Das dürfte das endgültige Aus für den Schweinemaststall im Landschaftsschutzgebiet Stuvenwald sein. Bürgermeister Wilfried Geiger und Stadtbaurätin Doris Grondke teilten auf der Sitzung des Stadtrates am Dienstag mit, dass die Stadt die Entscheidung des Landkreises Harburg mitträgt. Der Landkreis hatte dem Vorhaben der Landwirtsfamilie Becker im Ortsteil Meilsen die naturschutzrechtliche Genehmigung verweigert.

Geiger wies darauf hin, dass die Familie Becker gegen die Entscheidung juristisch vorgehen könne. Er habe aber bisher keine Kenntnis, ob das geschehen werde. „Wir unternehmen so lange nichts“, erklärte der Bürgermeister. Das Aus für das Projekt ist ein großer Triumph für die Interessengemeinschaft zum Erhalt des Landschaftsschutzgebietes Stuvenwald (I.G.E.L.).

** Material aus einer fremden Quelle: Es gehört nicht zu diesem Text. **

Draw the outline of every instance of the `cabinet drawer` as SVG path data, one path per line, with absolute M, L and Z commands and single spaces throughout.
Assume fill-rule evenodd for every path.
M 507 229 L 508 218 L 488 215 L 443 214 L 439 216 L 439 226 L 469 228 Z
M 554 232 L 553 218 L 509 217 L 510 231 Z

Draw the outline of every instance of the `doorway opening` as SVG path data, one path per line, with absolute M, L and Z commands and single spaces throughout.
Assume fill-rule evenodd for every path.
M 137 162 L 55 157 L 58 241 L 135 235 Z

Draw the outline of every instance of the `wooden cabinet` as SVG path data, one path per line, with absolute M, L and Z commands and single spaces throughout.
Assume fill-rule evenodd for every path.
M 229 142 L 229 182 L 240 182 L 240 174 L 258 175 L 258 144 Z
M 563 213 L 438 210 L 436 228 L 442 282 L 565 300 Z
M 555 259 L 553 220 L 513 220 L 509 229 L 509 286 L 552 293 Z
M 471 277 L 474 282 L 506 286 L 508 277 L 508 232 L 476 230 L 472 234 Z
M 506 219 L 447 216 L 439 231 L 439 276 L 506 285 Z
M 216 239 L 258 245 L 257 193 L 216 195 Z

Sie hatte das Vorhaben in die Öffentlichkeit getragen, eine Demo mit rund 100 Teilnehmern im Buchholzer Zentrum organisiert und 4152 Unterschriften gegen den Bau des Stalls gesammelt, die an Geiger übergeben wurden. Die Landwirtsfamilie Becker wollte eine Anlage mit 1080 Plätzen und einen Güllebehälter mitten im Landschaftsschutzgebiet bauen. Einer Klage gegen die Entscheidung des Landkreises ist nach Ansicht von Experten wie dem renommierten Juristen Martin Dieckmann relativ aussichtlos. (kst)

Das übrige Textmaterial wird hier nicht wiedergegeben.